The Olympic Games will have a major impact on construction work in London with some projects suspended, others winding down and deliveries proving difficult, NCE has learnt.
Several big clients are carrying out less work during the Games, while many other jobs will be affected by restrictions and Olympic traffic.
Crossrail has already stopped work at Pudding Mill Lane, near the Olympic Park, and Custom House, near ExCeL, with work not due to restart at the sites until late September.
Transport for London (TfL) is halting non-essential work on its Tube and road networks for the duration of the Games - which run from 27 July to 12 August - and has no planned engineering works until mid-September.
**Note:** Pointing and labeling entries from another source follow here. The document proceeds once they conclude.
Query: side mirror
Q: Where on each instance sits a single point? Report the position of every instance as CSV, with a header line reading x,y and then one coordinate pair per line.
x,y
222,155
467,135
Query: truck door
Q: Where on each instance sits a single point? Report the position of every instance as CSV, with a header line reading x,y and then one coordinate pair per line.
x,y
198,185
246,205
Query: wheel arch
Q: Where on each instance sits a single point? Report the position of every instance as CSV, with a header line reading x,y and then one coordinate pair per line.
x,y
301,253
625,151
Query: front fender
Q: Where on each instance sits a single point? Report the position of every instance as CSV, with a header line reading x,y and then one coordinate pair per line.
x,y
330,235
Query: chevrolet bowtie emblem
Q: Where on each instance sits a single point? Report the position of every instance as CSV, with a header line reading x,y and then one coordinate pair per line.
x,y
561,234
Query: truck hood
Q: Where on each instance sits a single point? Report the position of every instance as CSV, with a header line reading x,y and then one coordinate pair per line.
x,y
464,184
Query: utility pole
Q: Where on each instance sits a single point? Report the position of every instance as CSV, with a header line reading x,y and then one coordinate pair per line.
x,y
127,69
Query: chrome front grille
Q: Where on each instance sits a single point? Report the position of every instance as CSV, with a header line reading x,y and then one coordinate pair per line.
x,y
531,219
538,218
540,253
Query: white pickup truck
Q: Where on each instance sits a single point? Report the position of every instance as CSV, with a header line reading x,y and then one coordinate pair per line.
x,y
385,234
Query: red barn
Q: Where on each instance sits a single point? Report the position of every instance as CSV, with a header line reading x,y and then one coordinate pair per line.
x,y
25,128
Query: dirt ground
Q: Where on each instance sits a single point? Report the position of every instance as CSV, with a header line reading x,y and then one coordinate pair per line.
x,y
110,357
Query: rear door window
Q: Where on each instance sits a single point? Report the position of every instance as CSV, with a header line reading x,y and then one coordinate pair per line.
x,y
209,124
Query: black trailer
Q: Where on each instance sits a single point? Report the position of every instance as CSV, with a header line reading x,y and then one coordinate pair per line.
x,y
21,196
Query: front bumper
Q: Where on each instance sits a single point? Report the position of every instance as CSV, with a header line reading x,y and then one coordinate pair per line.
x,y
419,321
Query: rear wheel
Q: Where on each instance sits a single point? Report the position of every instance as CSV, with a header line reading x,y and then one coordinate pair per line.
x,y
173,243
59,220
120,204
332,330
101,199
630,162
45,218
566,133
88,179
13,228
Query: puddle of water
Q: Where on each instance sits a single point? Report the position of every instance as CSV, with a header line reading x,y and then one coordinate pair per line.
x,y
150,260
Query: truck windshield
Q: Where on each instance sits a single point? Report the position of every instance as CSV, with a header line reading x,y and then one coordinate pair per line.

Meanwhile Network Rail has admitted that its ability to carry out major projects in the capital will be limited.
One freelance Tube worker claimed thousands of people would be without work during the Games. “People come and go with the work,” the source told NCE. “Now there’ll be no work for two months. There have been attempts to find work for them but many of these people specialise in work on the Tube - they have nowhere to go.”
NCE understands that many other jobs in central London are winding down during the Olympics, while some that would naturally be ramping up are staying flat.
Thames Water said almost a third of its work would be affected by a streetworks embargo.
Civil Engineering Contractors Association director of external affairs Alasdair Reisner, said: “[The Olympics] presents a major challenge in central London and some sites will cope better than others. But there are few projects on site now that were bid on before the Games was won in 2005. We knew this was coming.
“People are taking a pragmatic view. There is no point trying to fight the tide. Things will be very quiet on some sites.”
TfL insisted the suspension of works had been well communicated to its contractors. Chief operating officer for surface transport Garret Emmerson said: “Although we are
suspending non-essential works on the Tube and road network for the duration of the Games, our contractors are benefiting from a huge range of works essential to their efficient
operation,” he added.
“For example, the major physical preparatory works on the Olympic Route Network will involve around 2,000 people, including over half the country’s road marking teams,” he said.
A Network Rail spokesman said thousands of extra trains at the start and end of its timetable would “severely limit” time available for overnight engineering work. A Crossrail statement said the project would continue during the Games, but added: “We recognise that there will need to be some constraints on our operations while the Games are in progress.”